A smart, black car drew up in front of a row of houses. Two men in sombre suits got out and walked up to one front door. They rang the bell, and a figure appeared behind the frosted-glass window. The camera angle switched as the door opened, to view the scene from behind the newly bereaved woman. Even as the two men held up their identity cards, from down the street in the background 3 women were visible, running as fast as they could from their homes in order to get to their friend.
They knew what this dark car and these dark suits signified, and they dropped everything for the sake of the hurting woman.

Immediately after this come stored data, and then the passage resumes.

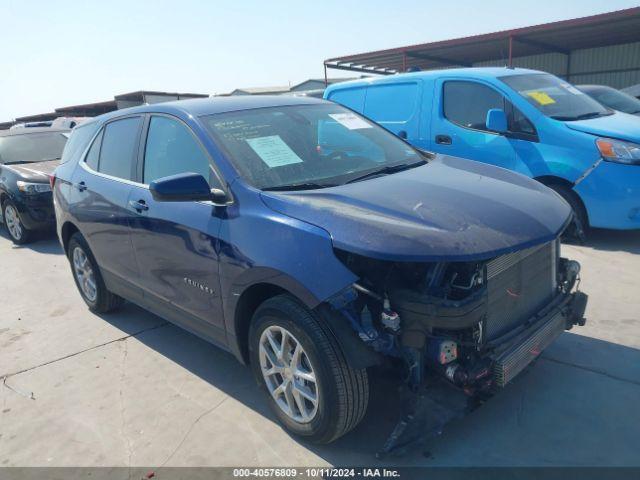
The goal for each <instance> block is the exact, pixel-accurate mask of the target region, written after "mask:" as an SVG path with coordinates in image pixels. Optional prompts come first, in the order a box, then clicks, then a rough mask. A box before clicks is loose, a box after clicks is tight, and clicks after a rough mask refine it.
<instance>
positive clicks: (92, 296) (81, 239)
mask: <svg viewBox="0 0 640 480" xmlns="http://www.w3.org/2000/svg"><path fill="white" fill-rule="evenodd" d="M76 255H77V257H76ZM67 258H68V259H69V264H70V266H71V273H72V275H73V279H74V281H75V282H76V287H78V291H79V292H80V296H82V299H83V300H84V302H85V303H86V304H87V306H88V307H89V310H91V311H92V312H95V313H109V312H112V311H114V310H116V309H117V308H119V307H121V306H122V304H123V303H124V299H123V298H122V297H119V296H118V295H115V294H113V293H111V292H110V291H109V290H108V289H107V287H106V285H105V283H104V280H103V278H102V274H101V273H100V268H99V267H98V263H97V262H96V259H95V257H94V256H93V253H91V249H90V248H89V245H88V244H87V242H86V240H85V239H84V237H83V236H82V235H81V234H80V233H77V232H76V233H74V234H73V235H72V236H71V238H70V239H69V247H68V248H67ZM83 258H84V260H85V261H86V263H84V262H83V261H82V259H83ZM77 260H79V262H78V263H80V264H81V265H84V267H83V268H82V270H84V273H85V276H84V277H82V278H84V279H87V276H86V274H87V273H88V271H89V270H88V269H89V268H90V270H91V273H92V278H93V286H94V289H89V291H88V289H87V288H86V287H83V283H84V282H83V280H82V278H81V275H80V274H79V272H78V269H77V267H76V265H75V263H74V262H76V261H77ZM87 267H88V268H87ZM93 290H95V293H94V294H91V293H92V292H93Z"/></svg>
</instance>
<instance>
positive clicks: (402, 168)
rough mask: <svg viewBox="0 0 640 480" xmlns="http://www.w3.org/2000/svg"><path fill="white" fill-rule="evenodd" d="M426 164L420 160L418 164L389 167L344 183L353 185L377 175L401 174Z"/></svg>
mask: <svg viewBox="0 0 640 480" xmlns="http://www.w3.org/2000/svg"><path fill="white" fill-rule="evenodd" d="M426 163H427V161H426V160H420V161H419V162H413V163H401V164H399V165H390V166H388V167H383V168H379V169H377V170H374V171H372V172H368V173H365V174H364V175H360V176H359V177H355V178H352V179H351V180H348V181H347V182H346V183H354V182H359V181H361V180H366V179H367V178H371V177H377V176H378V175H388V174H390V173H396V172H401V171H402V170H409V169H410V168H414V167H419V166H420V165H425V164H426Z"/></svg>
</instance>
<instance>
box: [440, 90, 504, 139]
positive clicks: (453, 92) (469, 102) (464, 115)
mask: <svg viewBox="0 0 640 480" xmlns="http://www.w3.org/2000/svg"><path fill="white" fill-rule="evenodd" d="M443 94H444V106H443V113H444V116H445V118H446V119H447V120H449V121H451V122H453V123H455V124H456V125H460V126H461V127H465V128H471V129H473V130H482V131H488V130H487V127H486V121H487V112H488V111H489V110H491V109H492V108H500V109H503V110H504V108H505V99H504V97H503V96H502V95H501V94H500V93H498V92H497V91H496V90H494V89H493V88H490V87H488V86H486V85H482V84H481V83H476V82H466V81H458V80H455V81H447V82H445V84H444V92H443Z"/></svg>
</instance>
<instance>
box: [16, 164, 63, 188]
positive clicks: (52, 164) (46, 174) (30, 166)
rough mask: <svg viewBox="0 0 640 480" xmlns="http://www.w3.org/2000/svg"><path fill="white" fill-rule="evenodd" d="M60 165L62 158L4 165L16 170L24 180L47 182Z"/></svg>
mask: <svg viewBox="0 0 640 480" xmlns="http://www.w3.org/2000/svg"><path fill="white" fill-rule="evenodd" d="M58 165H60V160H49V161H48V162H35V163H21V164H16V165H4V167H5V168H9V169H11V170H13V171H14V172H16V173H17V174H18V175H20V177H21V178H22V179H23V180H26V181H29V182H42V183H47V182H48V181H49V174H51V173H53V171H54V170H55V169H56V167H57V166H58Z"/></svg>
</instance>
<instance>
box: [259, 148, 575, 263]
mask: <svg viewBox="0 0 640 480" xmlns="http://www.w3.org/2000/svg"><path fill="white" fill-rule="evenodd" d="M261 196H262V198H263V201H264V202H265V203H266V205H267V206H268V207H270V208H271V209H273V210H275V211H277V212H279V213H281V214H284V215H287V216H290V217H293V218H297V219H299V220H302V221H304V222H307V223H309V224H313V225H316V226H318V227H321V228H323V229H324V230H326V231H327V232H329V234H330V235H331V238H332V240H333V244H334V247H336V248H339V249H342V250H347V251H349V252H353V253H357V254H360V255H364V256H367V257H371V258H377V259H381V260H395V261H464V260H476V259H477V260H482V259H488V258H492V257H495V256H497V255H501V254H503V253H508V252H512V251H516V250H520V249H523V248H526V247H529V246H532V245H536V244H539V243H543V242H548V241H550V240H552V239H554V238H556V237H557V236H558V235H559V233H560V232H561V230H562V229H563V228H564V226H565V225H566V224H567V222H568V220H569V216H570V214H571V209H570V207H569V205H568V204H567V203H566V202H565V201H564V200H562V199H561V198H560V197H559V196H558V195H557V194H556V193H555V192H553V191H552V190H550V189H548V188H546V187H544V186H543V185H541V184H540V183H538V182H536V181H534V180H531V179H529V178H527V177H524V176H522V175H519V174H516V173H513V172H511V171H509V170H505V169H502V168H497V167H493V166H490V165H486V164H482V163H478V162H473V161H470V160H462V159H459V158H455V157H447V156H437V157H436V158H435V159H434V160H432V161H430V162H429V163H428V164H427V165H423V166H421V167H417V168H414V169H411V170H406V171H403V172H399V173H395V174H391V175H386V176H382V177H377V178H373V179H370V180H364V181H361V182H357V183H352V184H347V185H341V186H339V187H332V188H325V189H321V190H310V191H305V192H262V193H261ZM309 253H310V254H311V255H312V254H313V252H309Z"/></svg>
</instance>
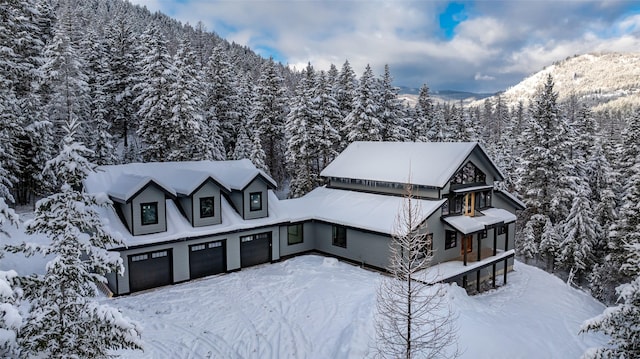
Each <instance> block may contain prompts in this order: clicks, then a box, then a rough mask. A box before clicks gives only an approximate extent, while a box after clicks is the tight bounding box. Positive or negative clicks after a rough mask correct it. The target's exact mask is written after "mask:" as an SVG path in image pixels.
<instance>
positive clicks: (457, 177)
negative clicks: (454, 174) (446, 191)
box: [451, 162, 486, 184]
mask: <svg viewBox="0 0 640 359" xmlns="http://www.w3.org/2000/svg"><path fill="white" fill-rule="evenodd" d="M485 181H486V176H485V174H484V172H482V171H481V170H480V169H479V168H478V167H476V166H475V165H474V164H473V163H471V162H467V164H466V165H464V166H463V167H462V168H461V169H460V171H458V172H457V173H456V174H455V175H454V176H453V179H452V180H451V183H452V184H466V183H484V182H485Z"/></svg>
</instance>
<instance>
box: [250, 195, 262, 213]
mask: <svg viewBox="0 0 640 359" xmlns="http://www.w3.org/2000/svg"><path fill="white" fill-rule="evenodd" d="M249 210H251V211H261V210H262V192H251V193H250V194H249Z"/></svg>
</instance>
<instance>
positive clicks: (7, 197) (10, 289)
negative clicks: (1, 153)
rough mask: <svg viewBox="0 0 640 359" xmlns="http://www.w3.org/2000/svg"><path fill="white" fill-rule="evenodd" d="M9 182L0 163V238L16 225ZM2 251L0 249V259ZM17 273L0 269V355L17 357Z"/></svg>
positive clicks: (3, 355)
mask: <svg viewBox="0 0 640 359" xmlns="http://www.w3.org/2000/svg"><path fill="white" fill-rule="evenodd" d="M5 143H6V142H4V141H0V152H2V151H3V144H5ZM8 186H11V182H10V181H9V173H8V171H7V170H5V169H4V168H3V167H2V166H1V165H0V238H2V236H4V235H7V233H6V232H5V230H4V228H5V227H6V226H7V225H17V223H18V215H17V214H16V213H15V211H14V210H13V209H12V208H10V207H9V205H8V203H7V202H13V197H12V196H11V193H10V192H9V187H8ZM3 255H4V253H3V250H0V260H2V257H3ZM17 276H18V274H17V273H16V272H15V271H13V270H9V271H2V270H0V357H2V358H16V357H18V353H19V352H18V343H17V336H18V332H19V331H20V329H21V328H22V315H21V314H20V310H19V309H18V306H19V299H20V297H21V291H20V290H17V289H16V286H17V283H16V279H17Z"/></svg>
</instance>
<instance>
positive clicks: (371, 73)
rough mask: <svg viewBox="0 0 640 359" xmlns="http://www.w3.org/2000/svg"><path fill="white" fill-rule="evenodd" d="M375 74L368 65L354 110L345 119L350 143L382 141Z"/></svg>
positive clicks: (345, 127) (346, 129)
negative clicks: (374, 74)
mask: <svg viewBox="0 0 640 359" xmlns="http://www.w3.org/2000/svg"><path fill="white" fill-rule="evenodd" d="M377 96H378V94H377V93H376V89H375V84H374V79H373V72H372V71H371V67H370V66H369V65H367V67H366V68H365V70H364V73H363V74H362V77H361V78H360V84H359V86H358V90H357V95H356V97H355V99H354V102H353V109H352V110H351V112H350V113H349V115H347V117H346V118H345V129H344V131H343V132H344V133H346V134H347V141H348V143H351V142H354V141H381V140H382V134H381V130H382V124H381V123H380V118H379V117H378V113H379V112H378V105H377V103H376V98H377Z"/></svg>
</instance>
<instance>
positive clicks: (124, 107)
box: [105, 13, 147, 163]
mask: <svg viewBox="0 0 640 359" xmlns="http://www.w3.org/2000/svg"><path fill="white" fill-rule="evenodd" d="M133 24H134V21H133V20H131V19H130V18H129V17H128V16H126V14H125V13H118V15H117V16H115V17H114V18H113V20H112V21H111V22H110V23H109V25H108V31H106V34H105V36H106V39H107V47H108V55H107V64H108V66H109V75H108V77H107V79H106V84H105V86H106V90H105V92H106V95H107V103H106V107H107V108H106V110H107V111H106V112H107V121H108V122H109V123H110V124H111V125H112V128H113V131H114V133H118V135H116V136H115V137H116V140H117V141H119V142H121V143H122V145H123V147H124V149H123V161H124V162H125V163H127V162H131V161H132V160H133V158H131V156H129V157H127V154H128V153H131V151H130V149H129V147H130V141H129V138H130V137H131V136H132V135H134V134H135V131H136V130H137V124H138V117H137V111H138V109H137V108H138V107H139V105H136V104H134V101H135V99H136V97H137V95H138V91H135V90H134V86H136V84H137V83H138V82H139V80H138V74H139V71H138V67H137V64H136V61H137V60H138V59H139V58H140V57H141V55H139V54H138V51H137V48H138V45H137V38H136V35H135V32H134V25H133ZM146 55H147V54H146V53H144V54H142V56H146ZM142 73H144V72H142Z"/></svg>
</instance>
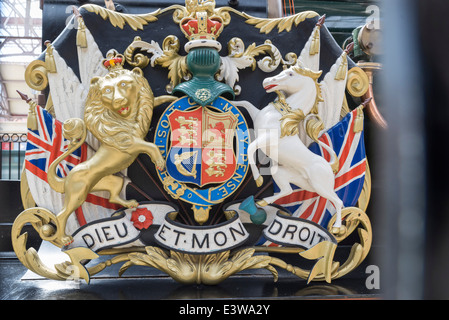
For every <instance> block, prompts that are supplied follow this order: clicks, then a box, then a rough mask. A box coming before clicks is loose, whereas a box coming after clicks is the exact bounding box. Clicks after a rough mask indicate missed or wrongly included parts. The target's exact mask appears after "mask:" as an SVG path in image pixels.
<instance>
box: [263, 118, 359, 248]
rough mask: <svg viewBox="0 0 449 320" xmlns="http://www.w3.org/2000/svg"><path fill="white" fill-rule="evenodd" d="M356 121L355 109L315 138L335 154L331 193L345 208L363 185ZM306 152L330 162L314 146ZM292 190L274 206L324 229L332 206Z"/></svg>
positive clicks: (301, 189) (320, 196) (294, 188)
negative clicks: (323, 142)
mask: <svg viewBox="0 0 449 320" xmlns="http://www.w3.org/2000/svg"><path fill="white" fill-rule="evenodd" d="M360 112H361V110H360ZM356 117H357V109H354V110H353V111H352V112H350V113H348V114H347V115H346V116H345V117H344V118H343V119H342V120H341V121H340V122H338V123H337V124H336V125H335V126H333V127H332V128H330V129H329V130H328V131H327V132H326V133H324V134H322V135H321V136H320V138H319V140H320V141H322V142H324V143H325V144H326V145H328V146H330V147H331V148H332V149H333V150H334V151H335V153H336V154H337V157H338V159H339V169H338V172H337V173H336V174H335V186H334V189H335V192H336V193H337V195H338V196H339V197H340V199H341V200H342V201H343V204H344V206H345V207H352V206H355V205H356V204H357V201H358V199H359V196H360V193H361V192H362V189H363V183H364V182H365V170H366V153H365V143H364V139H363V130H361V131H358V132H354V124H355V119H356ZM309 149H310V150H311V151H312V152H314V153H315V154H318V155H320V156H322V157H324V158H325V159H326V160H327V161H330V160H331V155H330V154H329V153H328V152H327V151H326V150H324V149H323V148H322V147H321V146H320V145H319V144H318V143H312V144H311V145H310V146H309ZM292 188H293V190H294V191H293V193H291V194H290V195H288V196H285V197H282V198H280V199H278V200H277V201H276V202H275V203H276V204H278V205H281V206H282V207H284V208H285V209H287V210H289V211H290V212H291V213H292V215H293V216H294V217H299V218H303V219H306V220H309V221H313V222H315V223H317V224H319V225H321V226H322V227H323V228H325V229H327V225H328V223H329V220H330V219H331V217H332V216H333V215H334V214H335V213H336V210H335V207H334V206H333V205H332V203H330V201H328V200H327V199H325V198H323V197H321V196H319V195H318V194H317V193H315V192H309V191H306V190H303V189H301V188H299V187H297V186H295V185H292ZM278 192H279V187H278V186H277V185H276V184H274V193H275V194H276V193H278ZM257 245H265V246H279V245H278V244H276V243H272V242H271V241H267V240H266V239H265V238H264V237H261V238H260V239H259V241H258V243H257Z"/></svg>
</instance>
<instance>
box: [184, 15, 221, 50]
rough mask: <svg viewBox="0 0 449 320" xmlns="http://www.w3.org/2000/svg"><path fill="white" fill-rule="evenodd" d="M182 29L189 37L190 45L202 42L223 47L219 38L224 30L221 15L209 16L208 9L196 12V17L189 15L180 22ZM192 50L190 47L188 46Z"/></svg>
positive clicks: (205, 44) (185, 34)
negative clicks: (199, 11)
mask: <svg viewBox="0 0 449 320" xmlns="http://www.w3.org/2000/svg"><path fill="white" fill-rule="evenodd" d="M180 27H181V31H182V32H183V33H184V35H185V36H186V37H187V39H189V44H190V46H192V44H193V46H195V44H198V45H199V44H200V43H201V44H202V46H211V47H216V48H217V49H221V45H219V43H218V41H217V38H218V37H219V35H220V33H221V31H222V30H223V22H222V21H221V18H220V17H213V18H212V19H211V18H209V17H208V13H207V12H206V11H200V12H196V16H195V17H188V18H185V19H183V20H182V21H181V23H180ZM187 49H188V50H190V47H189V46H187Z"/></svg>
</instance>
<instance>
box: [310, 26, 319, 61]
mask: <svg viewBox="0 0 449 320" xmlns="http://www.w3.org/2000/svg"><path fill="white" fill-rule="evenodd" d="M319 52H320V27H315V29H313V36H312V43H311V44H310V49H309V55H311V56H313V55H315V54H317V53H319Z"/></svg>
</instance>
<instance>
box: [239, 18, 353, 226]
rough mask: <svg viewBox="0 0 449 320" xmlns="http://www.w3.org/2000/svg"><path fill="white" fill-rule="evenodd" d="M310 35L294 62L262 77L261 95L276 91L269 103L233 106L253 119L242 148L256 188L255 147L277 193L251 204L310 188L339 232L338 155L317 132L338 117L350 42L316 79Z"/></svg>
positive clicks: (336, 118)
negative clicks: (320, 196)
mask: <svg viewBox="0 0 449 320" xmlns="http://www.w3.org/2000/svg"><path fill="white" fill-rule="evenodd" d="M320 20H321V19H320ZM319 27H321V25H320V24H317V26H316V27H315V29H316V28H319ZM314 31H315V30H314ZM314 34H315V36H314ZM313 38H315V39H316V33H315V32H313V33H312V36H311V38H310V39H309V41H308V42H307V43H306V46H305V47H304V49H303V51H302V52H301V55H300V57H299V58H298V60H297V63H296V64H295V65H293V66H291V67H289V68H288V69H285V70H283V71H282V72H281V73H280V74H278V75H277V76H274V77H270V78H266V79H265V80H264V81H263V86H264V89H265V90H266V92H267V93H269V92H276V93H277V94H278V98H277V99H276V100H275V101H273V102H271V103H269V104H268V105H267V106H266V107H264V108H263V109H261V110H259V109H257V108H256V107H255V106H254V105H252V104H251V103H250V102H248V101H239V102H236V105H238V106H240V107H244V108H246V109H247V110H248V112H249V114H250V116H251V117H252V120H253V123H254V131H255V139H254V140H253V141H252V142H251V143H250V145H249V146H248V158H249V159H250V165H251V170H252V173H253V177H254V180H255V181H256V184H257V186H261V185H262V182H263V176H262V175H261V174H260V172H259V169H258V167H257V165H256V163H255V161H254V154H255V152H256V151H257V149H260V150H261V151H263V152H264V153H265V154H266V155H267V156H268V157H269V158H271V159H272V160H273V161H274V162H275V163H276V165H272V166H271V168H270V173H271V176H272V178H273V180H274V182H275V183H276V184H277V186H278V187H279V189H280V191H279V193H277V194H275V195H273V196H269V197H266V198H264V199H262V200H260V201H258V202H257V204H258V205H259V206H266V205H268V204H271V203H273V202H275V201H276V200H277V199H279V198H282V197H285V196H288V195H289V194H291V193H292V192H293V189H292V187H291V185H290V184H294V185H296V186H298V187H300V188H302V189H304V190H307V191H310V192H316V193H317V194H318V195H320V196H322V197H324V198H326V199H327V200H329V201H330V202H331V203H332V204H333V206H334V207H335V209H336V215H337V216H336V220H335V223H334V225H333V228H332V233H334V234H341V233H343V232H344V229H345V228H344V226H342V223H341V210H342V207H343V202H342V200H341V199H340V198H339V197H338V195H337V194H336V193H335V191H334V184H335V177H334V172H336V171H337V170H338V167H337V166H338V158H337V156H336V154H335V152H334V151H333V150H332V149H331V148H330V147H328V146H327V145H325V144H324V143H322V142H321V141H319V140H318V136H319V135H320V134H321V133H322V132H324V131H327V129H329V128H330V127H332V126H333V125H335V124H336V123H337V122H338V121H339V120H340V113H341V108H342V105H343V99H344V93H345V87H346V79H347V73H348V68H347V65H348V64H347V53H348V52H349V51H350V50H351V49H352V46H348V48H346V50H344V51H343V52H342V54H341V55H340V57H339V58H338V59H337V60H336V62H335V63H334V65H333V66H332V67H331V69H330V70H329V72H328V73H327V74H326V76H325V77H324V79H323V80H322V81H321V82H318V79H319V77H320V76H321V73H322V72H321V71H318V70H313V69H311V68H314V69H317V68H318V65H319V62H318V61H319V50H318V52H316V48H315V50H311V49H310V45H311V43H312V40H313ZM315 46H316V44H315ZM312 52H313V54H312ZM305 63H307V65H309V66H311V68H309V67H308V66H307V65H306V64H305ZM313 141H316V142H317V143H319V144H320V146H321V147H322V148H324V149H326V151H328V152H329V154H330V155H331V161H330V162H328V161H327V160H326V159H324V158H323V157H321V156H319V155H317V154H315V153H313V152H312V151H310V150H309V149H308V145H309V144H310V143H311V142H313Z"/></svg>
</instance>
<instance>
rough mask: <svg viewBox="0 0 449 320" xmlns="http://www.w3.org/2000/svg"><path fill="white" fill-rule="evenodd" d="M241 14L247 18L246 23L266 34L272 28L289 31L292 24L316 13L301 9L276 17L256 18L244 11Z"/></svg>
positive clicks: (281, 31)
mask: <svg viewBox="0 0 449 320" xmlns="http://www.w3.org/2000/svg"><path fill="white" fill-rule="evenodd" d="M243 16H244V17H245V18H246V19H247V20H246V23H248V24H251V25H254V26H255V27H256V28H257V29H260V33H265V34H268V33H270V32H271V31H272V30H273V29H274V28H277V29H278V32H279V33H280V32H282V31H284V30H285V31H287V32H289V31H290V30H291V28H292V26H293V24H294V25H295V26H297V25H298V24H300V23H301V22H303V21H304V20H305V19H308V18H313V17H316V16H318V13H316V12H314V11H303V12H300V13H297V14H295V15H292V16H289V17H283V18H276V19H266V18H256V17H252V16H250V15H248V14H245V13H243Z"/></svg>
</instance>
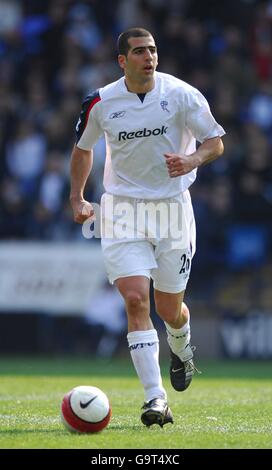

I thought this was the most incredible scene – a beautifully elegant, concise piece of storytelling from the director, and a really powerful example of what it means to bear one another’s burdens, to weep with those who mourn and to be part of a body.
You could ask why they were being so nosy, how they came to be looking out the window at just the right time, but it’s that kind of thinking that has led to so many in our towns and cities being so isolated. We don’t want to pry, we don’t want to interfere, so we sit behind closed doors quietly falling apart. A 2005 study suggested that up to 60 people per week die alone in their homes in the UK. Many more struggle along, lonely, perhaps depressed, possibly afraid – and it is not just the elderly; think of young mums, stuck in the house with small children day in and day out; think of those who aren’t physically isolated, but who bury their problems and needs so deeply that no-one would ever know they needed help.
We’ve told ourselves that self-sufficiency is good, and in the process have forgotten that interdependency is better. Then when the time comes that we do need a shoulder to cry on, it is too late, everyone has drawn their own curtains, and can’t see the dark car bringing the dark tidings.
Some communities have clearly managed to find the balance; let’s learn from them and take steps to draw back our own curtains and look out for the needs of others.